The district court found that the arbitration agreement violated the McGill Rule because it constituted a waiver of plaintiff’s right to seek public injunctive relief in any forum, and application of the McGill Rule was not preempted by the FAA. Further, in reliance on the severance clause, the district court held that the claims under the Karnette Act, UCL and CLRA needed to be severed from the arbitration of the usury claim, which was not subject to public injunctive relief. Finally, the district court refused to grant defendant’s motion to stay proceedings on claims not sent to arbitration.

Ninth Circuit Decision

In a unanimous decision, the Ninth Circuit found the district court correctly ruled that the part of the arbitration agreement that would prohibit public injunctive relief was invalid under the McGill Rule and that the McGill Rule was not preempted under the FAA.

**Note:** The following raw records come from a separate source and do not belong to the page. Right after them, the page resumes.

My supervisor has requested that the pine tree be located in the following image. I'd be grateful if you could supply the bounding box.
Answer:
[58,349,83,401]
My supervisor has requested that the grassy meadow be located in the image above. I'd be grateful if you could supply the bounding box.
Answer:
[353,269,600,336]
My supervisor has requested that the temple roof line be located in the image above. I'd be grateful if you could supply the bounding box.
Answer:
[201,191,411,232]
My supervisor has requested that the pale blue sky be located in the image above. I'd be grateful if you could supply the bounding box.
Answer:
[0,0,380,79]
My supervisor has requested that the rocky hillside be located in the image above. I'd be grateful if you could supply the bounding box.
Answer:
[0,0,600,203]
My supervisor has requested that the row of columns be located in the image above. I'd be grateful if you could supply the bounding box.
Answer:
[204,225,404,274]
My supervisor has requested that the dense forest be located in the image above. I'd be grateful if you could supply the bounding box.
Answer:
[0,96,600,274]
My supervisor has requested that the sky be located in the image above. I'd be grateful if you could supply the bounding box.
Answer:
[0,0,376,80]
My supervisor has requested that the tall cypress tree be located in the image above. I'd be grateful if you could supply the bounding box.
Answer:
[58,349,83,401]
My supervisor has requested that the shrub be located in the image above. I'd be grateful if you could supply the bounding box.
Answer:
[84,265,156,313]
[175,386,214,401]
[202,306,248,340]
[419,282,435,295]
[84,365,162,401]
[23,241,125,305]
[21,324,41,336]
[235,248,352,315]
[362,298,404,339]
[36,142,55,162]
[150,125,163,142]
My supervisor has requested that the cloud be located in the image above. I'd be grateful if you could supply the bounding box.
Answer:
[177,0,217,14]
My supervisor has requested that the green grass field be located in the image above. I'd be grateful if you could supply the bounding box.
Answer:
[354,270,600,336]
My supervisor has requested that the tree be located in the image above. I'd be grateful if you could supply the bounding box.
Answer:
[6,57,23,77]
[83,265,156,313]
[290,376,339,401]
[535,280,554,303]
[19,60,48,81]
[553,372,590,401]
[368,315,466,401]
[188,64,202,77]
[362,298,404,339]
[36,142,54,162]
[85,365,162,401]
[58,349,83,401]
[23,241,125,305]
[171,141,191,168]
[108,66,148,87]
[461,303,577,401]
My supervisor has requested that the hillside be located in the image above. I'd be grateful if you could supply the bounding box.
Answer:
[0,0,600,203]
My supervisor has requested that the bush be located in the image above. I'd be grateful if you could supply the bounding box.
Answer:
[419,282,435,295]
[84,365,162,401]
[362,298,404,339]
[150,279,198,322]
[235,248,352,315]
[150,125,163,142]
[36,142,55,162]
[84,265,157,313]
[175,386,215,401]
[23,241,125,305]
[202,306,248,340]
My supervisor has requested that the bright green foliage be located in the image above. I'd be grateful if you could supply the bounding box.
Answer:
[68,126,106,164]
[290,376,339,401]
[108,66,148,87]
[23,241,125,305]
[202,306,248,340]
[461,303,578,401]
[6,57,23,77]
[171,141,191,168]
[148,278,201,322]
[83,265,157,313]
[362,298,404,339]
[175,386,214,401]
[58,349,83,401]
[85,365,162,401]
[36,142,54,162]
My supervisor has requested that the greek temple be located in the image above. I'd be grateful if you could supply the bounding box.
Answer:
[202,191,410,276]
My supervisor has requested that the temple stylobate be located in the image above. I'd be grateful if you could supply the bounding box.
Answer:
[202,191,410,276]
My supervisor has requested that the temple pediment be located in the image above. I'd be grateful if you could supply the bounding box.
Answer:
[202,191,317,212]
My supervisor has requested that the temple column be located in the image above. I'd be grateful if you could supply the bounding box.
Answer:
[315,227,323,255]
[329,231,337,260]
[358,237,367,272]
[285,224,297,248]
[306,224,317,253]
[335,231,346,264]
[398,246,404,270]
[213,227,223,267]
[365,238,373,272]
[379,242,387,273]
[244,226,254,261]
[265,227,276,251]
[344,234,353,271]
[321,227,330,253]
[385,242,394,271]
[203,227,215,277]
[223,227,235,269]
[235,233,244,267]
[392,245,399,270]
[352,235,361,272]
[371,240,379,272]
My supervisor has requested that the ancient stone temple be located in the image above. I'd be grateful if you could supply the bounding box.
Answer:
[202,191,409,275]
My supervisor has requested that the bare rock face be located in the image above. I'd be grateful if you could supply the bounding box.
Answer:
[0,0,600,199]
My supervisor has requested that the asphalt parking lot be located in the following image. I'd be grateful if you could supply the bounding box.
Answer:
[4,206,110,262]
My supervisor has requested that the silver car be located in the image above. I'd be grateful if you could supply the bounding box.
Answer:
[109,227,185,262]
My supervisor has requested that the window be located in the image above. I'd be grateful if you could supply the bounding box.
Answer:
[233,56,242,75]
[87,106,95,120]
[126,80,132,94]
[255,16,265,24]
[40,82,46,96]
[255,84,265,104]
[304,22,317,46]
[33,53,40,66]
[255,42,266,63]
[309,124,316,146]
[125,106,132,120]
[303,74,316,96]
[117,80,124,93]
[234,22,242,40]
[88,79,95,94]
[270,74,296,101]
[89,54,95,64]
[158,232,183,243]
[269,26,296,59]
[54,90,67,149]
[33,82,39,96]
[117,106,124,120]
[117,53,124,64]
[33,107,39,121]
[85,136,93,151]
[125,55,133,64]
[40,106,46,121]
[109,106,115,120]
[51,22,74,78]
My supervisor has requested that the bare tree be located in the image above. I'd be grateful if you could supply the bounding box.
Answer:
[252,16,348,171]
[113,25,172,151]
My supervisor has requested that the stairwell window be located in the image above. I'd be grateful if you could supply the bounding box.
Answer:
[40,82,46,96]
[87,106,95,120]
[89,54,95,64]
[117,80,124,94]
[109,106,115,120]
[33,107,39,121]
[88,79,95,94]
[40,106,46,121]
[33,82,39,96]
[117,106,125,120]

First, the court held that the McGill Rule is a generally applicable contract defense that applies equally to arbitration and nonarbitration agreements. The Ninth Circuit reasoned that it does not prohibit the arbitration of public injunctions; it merely prohibits the waiver of them in any forum.

Second, the Ninth Circuit determined that the McGill Rule does not deprive the parties of the benefits of arbitration. The court explained that in its view, the concern in Concepcion was that compelling classwide arbitration required a complex procedural process that interfered with the arbitration process. According to the Ninth Circuit, public injunctive relief does not require formalities inconsistent with arbitration because in McGill the California Supreme Court “expressly held that claims for public injunctive relief need not comply with state-law class procedures.” The practical realities of how an arbitrator will resolve and handle claims for public injunctive relief is yet to be seen.

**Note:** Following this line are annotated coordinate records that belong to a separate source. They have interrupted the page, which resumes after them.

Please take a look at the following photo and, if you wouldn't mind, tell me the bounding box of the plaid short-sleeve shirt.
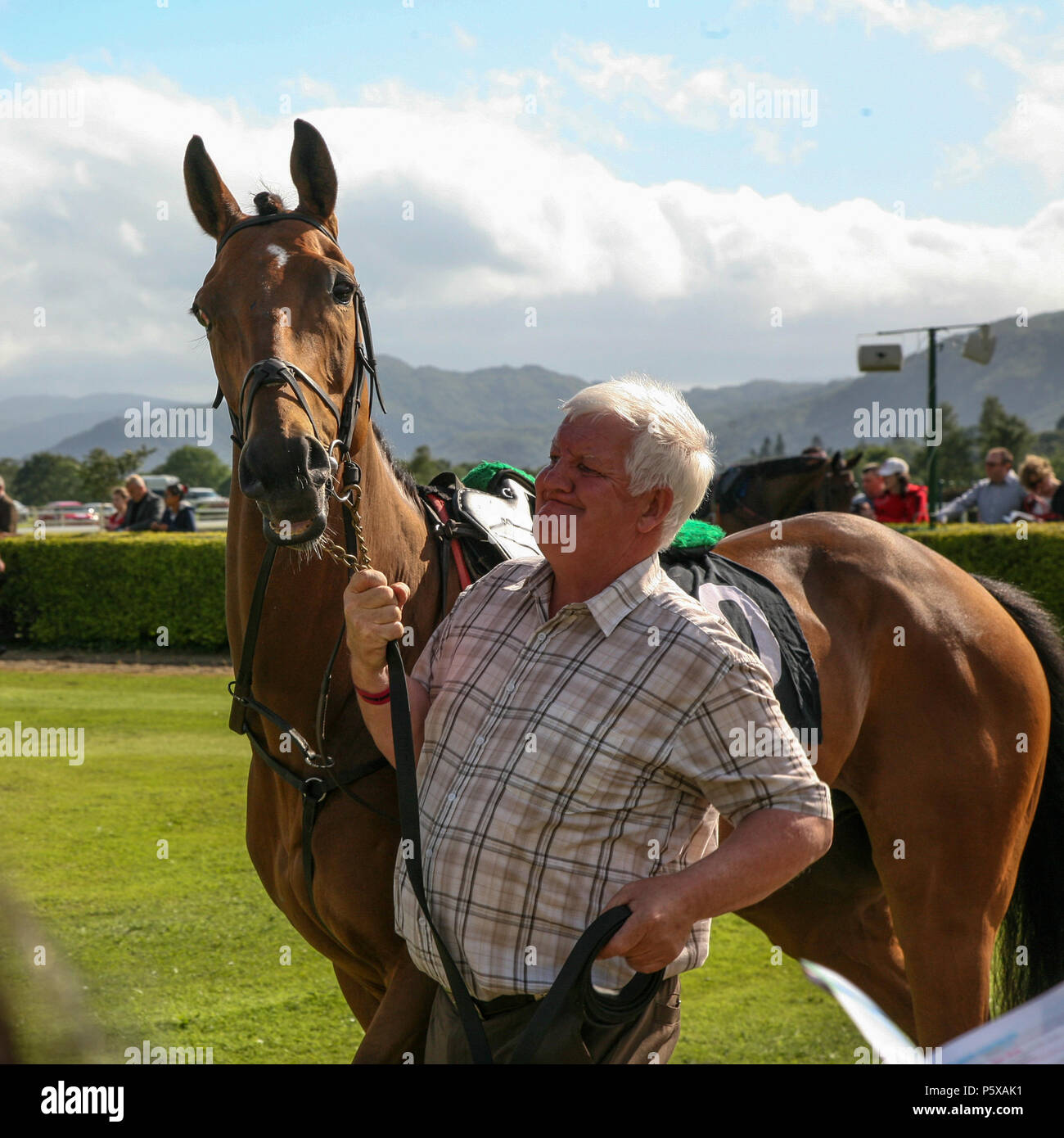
[394,554,832,1000]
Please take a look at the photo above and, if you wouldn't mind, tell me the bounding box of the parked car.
[36,502,100,526]
[184,486,228,513]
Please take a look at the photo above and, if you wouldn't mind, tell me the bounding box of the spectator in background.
[151,482,196,534]
[104,486,130,534]
[872,458,929,522]
[0,478,18,537]
[850,462,886,522]
[0,478,18,654]
[938,446,1026,526]
[119,475,163,533]
[1020,454,1064,522]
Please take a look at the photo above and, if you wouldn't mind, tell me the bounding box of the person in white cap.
[872,458,927,522]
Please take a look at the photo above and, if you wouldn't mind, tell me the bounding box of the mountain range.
[0,312,1064,470]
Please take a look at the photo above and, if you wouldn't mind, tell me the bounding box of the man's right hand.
[344,569,411,689]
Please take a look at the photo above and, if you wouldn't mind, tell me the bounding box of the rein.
[220,213,407,943]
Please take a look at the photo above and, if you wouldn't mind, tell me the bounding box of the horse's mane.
[370,422,421,502]
[740,454,831,478]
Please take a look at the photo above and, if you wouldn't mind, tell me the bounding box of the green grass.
[0,668,860,1063]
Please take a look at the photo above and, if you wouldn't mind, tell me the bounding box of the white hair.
[561,373,716,549]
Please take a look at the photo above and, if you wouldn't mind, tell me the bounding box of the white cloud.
[0,72,1064,395]
[789,0,1041,52]
[451,24,477,52]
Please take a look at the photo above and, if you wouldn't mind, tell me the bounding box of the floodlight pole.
[875,324,982,529]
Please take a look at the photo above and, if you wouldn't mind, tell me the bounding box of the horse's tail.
[973,574,1064,1013]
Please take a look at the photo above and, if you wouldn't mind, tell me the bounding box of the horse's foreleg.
[720,807,915,1033]
[332,962,380,1031]
[350,952,437,1063]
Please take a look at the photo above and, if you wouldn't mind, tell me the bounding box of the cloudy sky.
[0,0,1064,400]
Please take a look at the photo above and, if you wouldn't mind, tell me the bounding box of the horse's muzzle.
[239,435,331,545]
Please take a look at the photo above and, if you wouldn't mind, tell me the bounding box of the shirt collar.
[503,553,662,636]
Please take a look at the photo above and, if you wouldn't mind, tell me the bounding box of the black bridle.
[213,210,388,471]
[214,212,397,945]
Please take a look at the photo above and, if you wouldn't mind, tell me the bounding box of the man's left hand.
[597,874,699,972]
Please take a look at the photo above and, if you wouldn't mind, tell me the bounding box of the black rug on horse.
[659,546,823,744]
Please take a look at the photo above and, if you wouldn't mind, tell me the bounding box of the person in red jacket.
[872,458,927,522]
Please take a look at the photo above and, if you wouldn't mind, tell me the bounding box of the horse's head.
[817,450,863,513]
[184,120,372,545]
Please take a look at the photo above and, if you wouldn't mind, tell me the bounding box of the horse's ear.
[289,119,339,233]
[184,134,244,242]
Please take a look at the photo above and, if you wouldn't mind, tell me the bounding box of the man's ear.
[638,486,674,534]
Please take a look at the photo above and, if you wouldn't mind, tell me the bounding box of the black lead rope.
[387,641,665,1065]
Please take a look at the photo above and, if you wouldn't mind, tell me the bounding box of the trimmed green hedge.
[0,523,1064,652]
[892,522,1064,627]
[0,533,228,652]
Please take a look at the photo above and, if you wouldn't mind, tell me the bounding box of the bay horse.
[184,120,1064,1063]
[697,450,860,534]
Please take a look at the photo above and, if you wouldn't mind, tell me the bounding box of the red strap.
[426,491,473,589]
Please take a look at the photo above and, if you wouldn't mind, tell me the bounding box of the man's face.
[860,470,884,497]
[986,454,1012,482]
[536,417,654,566]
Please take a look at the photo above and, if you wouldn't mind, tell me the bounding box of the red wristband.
[355,685,391,703]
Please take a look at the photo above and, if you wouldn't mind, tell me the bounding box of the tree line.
[742,395,1064,493]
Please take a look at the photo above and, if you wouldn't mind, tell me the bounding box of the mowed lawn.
[0,666,862,1063]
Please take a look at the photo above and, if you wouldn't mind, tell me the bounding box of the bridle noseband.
[213,210,387,497]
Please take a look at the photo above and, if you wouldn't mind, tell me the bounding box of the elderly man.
[119,475,163,531]
[345,377,832,1064]
[850,462,886,522]
[938,446,1026,526]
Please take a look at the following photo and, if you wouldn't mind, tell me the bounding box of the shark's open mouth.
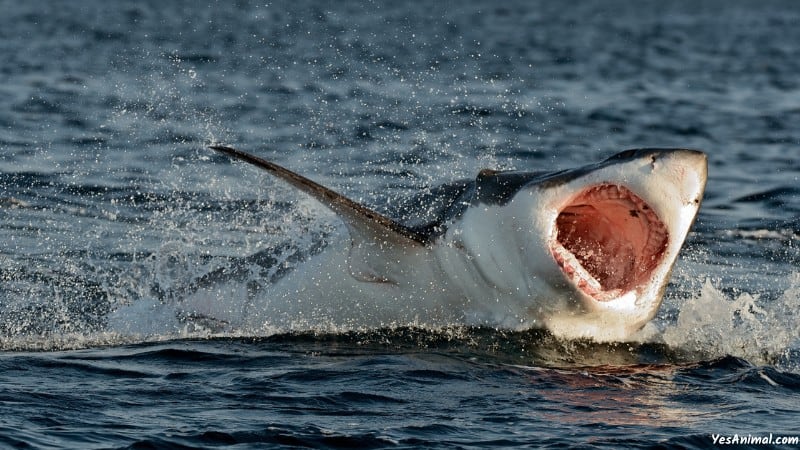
[550,184,669,301]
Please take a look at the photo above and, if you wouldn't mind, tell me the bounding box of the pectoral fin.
[211,145,427,283]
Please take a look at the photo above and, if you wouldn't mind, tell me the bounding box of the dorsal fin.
[211,145,428,282]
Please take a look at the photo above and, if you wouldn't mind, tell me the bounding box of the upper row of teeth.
[586,184,668,256]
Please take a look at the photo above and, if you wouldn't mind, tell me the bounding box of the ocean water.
[0,0,800,448]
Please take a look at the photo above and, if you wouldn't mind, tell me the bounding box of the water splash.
[661,273,800,370]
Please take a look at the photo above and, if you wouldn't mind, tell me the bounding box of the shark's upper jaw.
[549,183,670,301]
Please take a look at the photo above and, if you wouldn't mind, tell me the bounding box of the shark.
[205,145,708,341]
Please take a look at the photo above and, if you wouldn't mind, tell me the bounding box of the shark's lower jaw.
[550,184,669,301]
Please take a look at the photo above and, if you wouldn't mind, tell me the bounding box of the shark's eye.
[552,184,669,300]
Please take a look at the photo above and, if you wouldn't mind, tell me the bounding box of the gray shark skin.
[203,146,707,341]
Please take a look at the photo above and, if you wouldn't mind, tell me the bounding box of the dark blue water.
[0,1,800,448]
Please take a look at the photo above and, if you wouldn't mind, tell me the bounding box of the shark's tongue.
[551,184,669,300]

Third, the court determined that the arbitration of a public injunction does not interfere with the bilateral nature of a consumer arbitration. It reasoned that there is nothing in the McGill Rule that would require a switch from bilateral arbitration to multiparty arbitration. The named plaintiff seeking public injunctive relief does so in his or her individual capacity and retains sole control over the lawsuit.

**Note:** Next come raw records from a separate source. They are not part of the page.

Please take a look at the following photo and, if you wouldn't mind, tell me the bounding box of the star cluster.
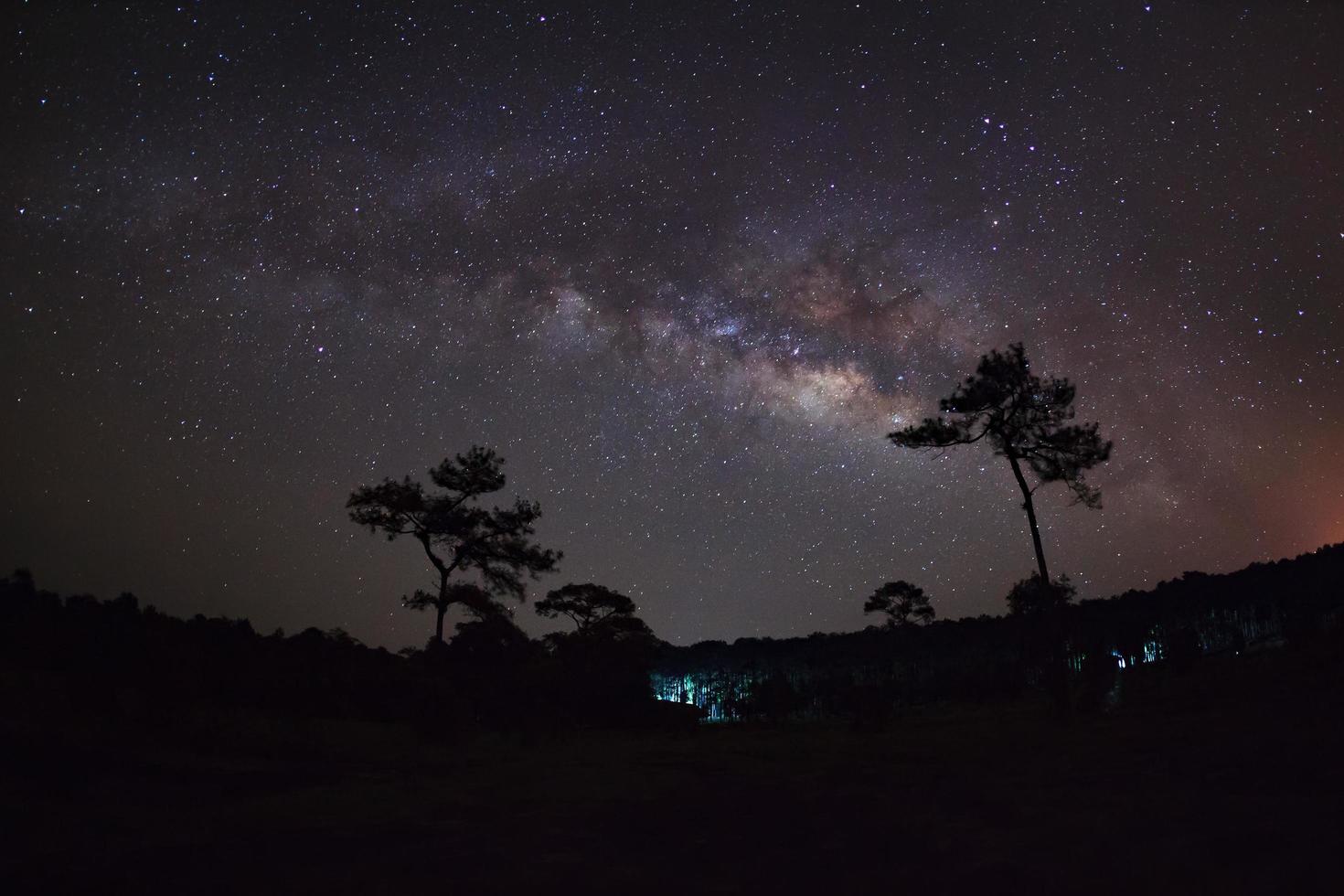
[0,3,1344,646]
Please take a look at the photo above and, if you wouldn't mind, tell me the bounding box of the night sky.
[0,1,1344,647]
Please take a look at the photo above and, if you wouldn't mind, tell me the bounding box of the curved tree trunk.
[1008,454,1050,583]
[1008,454,1072,719]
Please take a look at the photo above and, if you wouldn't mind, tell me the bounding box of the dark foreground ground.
[0,644,1344,895]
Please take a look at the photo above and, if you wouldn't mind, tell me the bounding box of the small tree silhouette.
[535,581,635,634]
[1008,575,1075,616]
[863,581,935,629]
[887,343,1112,581]
[346,446,563,644]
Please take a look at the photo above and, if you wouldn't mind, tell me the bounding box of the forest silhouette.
[0,346,1344,892]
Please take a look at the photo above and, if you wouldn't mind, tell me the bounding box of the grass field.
[3,645,1344,895]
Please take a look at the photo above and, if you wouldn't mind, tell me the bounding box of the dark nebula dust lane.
[0,3,1344,646]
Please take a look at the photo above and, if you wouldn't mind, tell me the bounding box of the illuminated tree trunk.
[434,570,448,644]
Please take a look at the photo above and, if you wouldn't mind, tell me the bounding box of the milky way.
[0,3,1344,646]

Finally, the Ninth Circuit dismissed as unpersuasive concerns that arbitrating public injunctive relief claims would create the potential for multiple injunctions against the same defendant imposing conflicting obligations. Nor did the Ninth Circuit find credible arguments that ongoing injunctions need monitoring or modification citing to the AAA Commercial Arbitration Rules, which grant arbitrators the right to grant any remedy or relief that the arbitrator deems just and equitable and within the scope of the agreement.

Having concluded that the FAA did not preempt the McGill Rule, the Ninth Circuit turned to the severance clause. Rent-A-Center argued that the agreement required plaintiff to submit her Karnette Act, UCL and CLRA claims to arbitration for determination of liability as an initial matter, and thereafter, plaintiff could proceed in court to seek the remedy of public injunction. The Ninth Circuit disagreed.

The severance clause stated:

If there is a final judicial determination that applicable law precludes enforcement of this Paragraph’s limitations as to a particular claim for relief, then that claim (and only that claim) must be severed from the arbitration and may be brought in court.

While the Ninth Circuit agreed that parties are able to split decision making between a court and arbitrator such that the arbitrator decides liability first, the court found that the parties did not do so here. By using the terms “that claim” and “claim for relief,” the court broadly read the severance clause to provide that the entire cause of action (or claim) had to be severed for judicial determination.

Key Takeaways

While the impact of this decision remains to be seen, the ruling is likely to affect both the enforceability of mandatory arbitration clauses and the relief plaintiffs may seek. Practitioners should remain cognizant of the nuances in California state law when drafting arbitration clauses and class action waivers.